Guys a twat, and will always be a twat.
So because indies are flying high at the moment, there will be none left in the future? This isn't a phase, it's just collective dissatisfaction with current AAA developers so more focus is aimed at indies. It's paving the road for the future, not setting it up too fail.
[QUOTE=Funktastic Dog;44351701]Nothing Molyneux has ever said has had any impact on anything.
Guys a twat, and will always be a twat.[/QUOTE]
I think he's right. Personally I haven't bought into this indie fad at all.
Oh, basically indie programmers are gonna become professional programmers working for a company? Who would've expected that? Everyone who has just a bit of knowledge how this business works, that's who. And indie games will always be popular because people care more about what the game is than how many people were involved in making it.
[QUOTE]"But what those indie companies don't realise is that they'll then have to have board meetings, and in those meetings they'll be told, 'no, you shouldn't do that - look at this game that's making money'."[/QUOTE]
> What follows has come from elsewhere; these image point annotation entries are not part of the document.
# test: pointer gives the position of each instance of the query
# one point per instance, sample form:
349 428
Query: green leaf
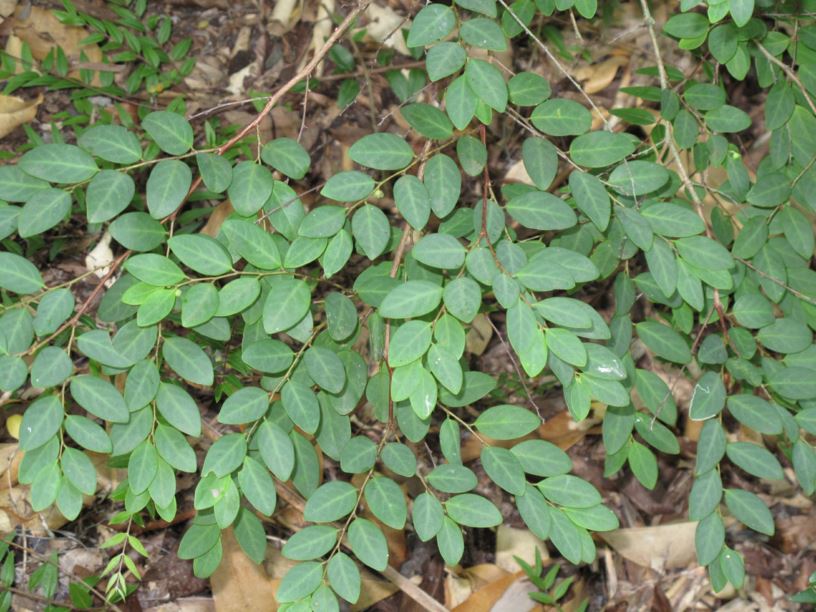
705 495
503 468
596 518
287 156
331 502
452 478
172 132
755 460
440 251
528 89
664 342
507 422
411 299
427 516
250 188
301 405
741 11
325 368
215 171
399 459
460 104
540 160
348 186
473 511
386 501
785 335
371 230
542 211
450 541
19 275
428 120
686 25
287 303
673 220
108 194
344 577
225 455
534 511
137 231
87 434
637 177
756 413
381 151
310 543
17 186
571 491
565 536
199 539
709 538
601 149
483 33
487 83
51 367
413 200
142 467
643 463
58 163
299 582
708 398
167 187
432 23
188 360
410 342
727 119
252 243
368 544
277 450
100 398
112 143
750 510
444 59
41 421
443 183
561 117
179 409
174 448
244 406
542 458
201 253
43 211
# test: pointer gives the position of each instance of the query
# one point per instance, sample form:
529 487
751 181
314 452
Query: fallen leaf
521 543
239 584
669 546
15 112
41 29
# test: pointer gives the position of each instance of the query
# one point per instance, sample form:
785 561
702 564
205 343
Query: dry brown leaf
40 28
563 431
669 546
597 77
507 593
521 543
15 112
239 584
479 334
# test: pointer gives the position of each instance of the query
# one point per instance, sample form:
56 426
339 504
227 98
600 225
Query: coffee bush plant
336 336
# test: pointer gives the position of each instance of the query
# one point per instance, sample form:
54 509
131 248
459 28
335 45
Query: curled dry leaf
41 29
669 546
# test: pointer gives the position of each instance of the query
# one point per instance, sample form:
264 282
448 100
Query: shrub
291 320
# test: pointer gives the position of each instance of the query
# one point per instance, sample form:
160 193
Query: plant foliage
715 280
So that's why he never delivers, huh.
People will eventually realize that most indie games are terrible, and publishers will be more open to indie titles that they believe would turn a profit. Them accepting more indie titles would bring more indie developers to them, and in the long run they'd make a large profit compared to if they only published a few big profit titles.
This, of course, comes after people begin to slow down on indie title purchases. The current retro styled fad will not last much longer, and just making your sidescroller/platformer "retro" doesn't make it sell anymore. Really, it's scummy indie developers ruining the trust that people had in the indie scene that'l be the death of it.
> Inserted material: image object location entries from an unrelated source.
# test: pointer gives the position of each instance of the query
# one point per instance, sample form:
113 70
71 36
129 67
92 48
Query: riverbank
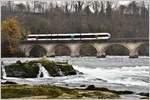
51 92
56 92
120 74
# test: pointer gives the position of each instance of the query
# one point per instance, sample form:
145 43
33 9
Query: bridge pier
133 54
100 50
74 50
101 55
50 50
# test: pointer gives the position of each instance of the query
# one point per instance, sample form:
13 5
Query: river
113 72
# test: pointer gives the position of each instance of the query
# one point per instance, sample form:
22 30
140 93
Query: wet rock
91 87
124 92
82 85
9 82
30 69
18 62
144 94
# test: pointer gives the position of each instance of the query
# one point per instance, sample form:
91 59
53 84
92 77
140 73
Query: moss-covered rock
22 70
52 92
30 69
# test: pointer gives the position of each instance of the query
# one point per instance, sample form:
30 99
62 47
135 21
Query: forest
121 21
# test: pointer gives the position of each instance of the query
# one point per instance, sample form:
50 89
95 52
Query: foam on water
123 75
43 71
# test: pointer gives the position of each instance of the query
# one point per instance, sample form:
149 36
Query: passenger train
68 36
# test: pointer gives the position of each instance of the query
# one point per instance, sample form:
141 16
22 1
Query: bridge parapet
74 46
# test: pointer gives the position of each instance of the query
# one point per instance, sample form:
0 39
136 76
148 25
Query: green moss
51 92
67 69
23 70
29 69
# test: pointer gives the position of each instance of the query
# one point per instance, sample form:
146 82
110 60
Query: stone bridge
132 45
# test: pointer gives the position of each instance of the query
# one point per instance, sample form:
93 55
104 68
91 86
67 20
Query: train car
68 36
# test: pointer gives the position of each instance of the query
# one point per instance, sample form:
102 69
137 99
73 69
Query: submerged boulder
30 69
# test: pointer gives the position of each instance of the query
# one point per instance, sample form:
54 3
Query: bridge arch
37 51
87 50
143 49
62 50
116 49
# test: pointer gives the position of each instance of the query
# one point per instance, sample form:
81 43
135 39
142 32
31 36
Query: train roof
68 34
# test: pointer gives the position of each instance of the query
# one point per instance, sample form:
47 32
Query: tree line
36 17
80 16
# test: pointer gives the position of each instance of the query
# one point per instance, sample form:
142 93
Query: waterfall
60 72
43 71
3 71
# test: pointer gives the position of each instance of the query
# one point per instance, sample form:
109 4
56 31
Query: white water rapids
42 71
119 73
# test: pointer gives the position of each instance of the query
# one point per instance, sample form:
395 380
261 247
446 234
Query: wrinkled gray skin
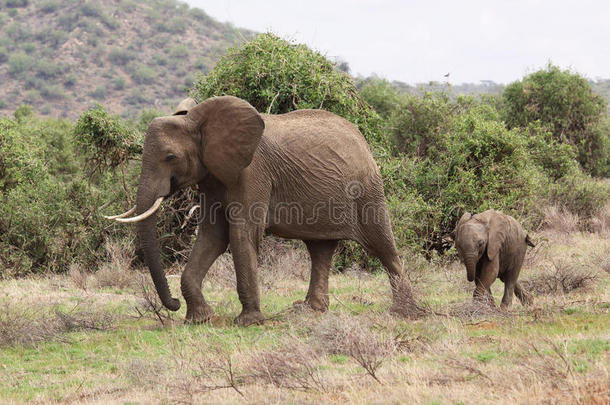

Those horrid indie games that caught the public eye and got a large enough of a hype train going to achieve things like being greenlit are also going to drag down the indie scene.
so long as people can still freely distribute things across the internet indie games will never go away
Some of you guys are really generalizing what an indie game is. Are you saying a title like Mount & Blade which basically sparked the melee combat genre anew is a bad indie title? They aren't indie anymore, sure. But it started with a guy and his wife.
Is Natural Selection 2 a game of low standard, the Red Orchestra series, Killing Floor, I can keep going?
It is as if some people think that an indie game is always equal to something like Fez which has a pretentious asshole developer and a bland platformer trying to sell by saying "Hey, remember old platformers?!".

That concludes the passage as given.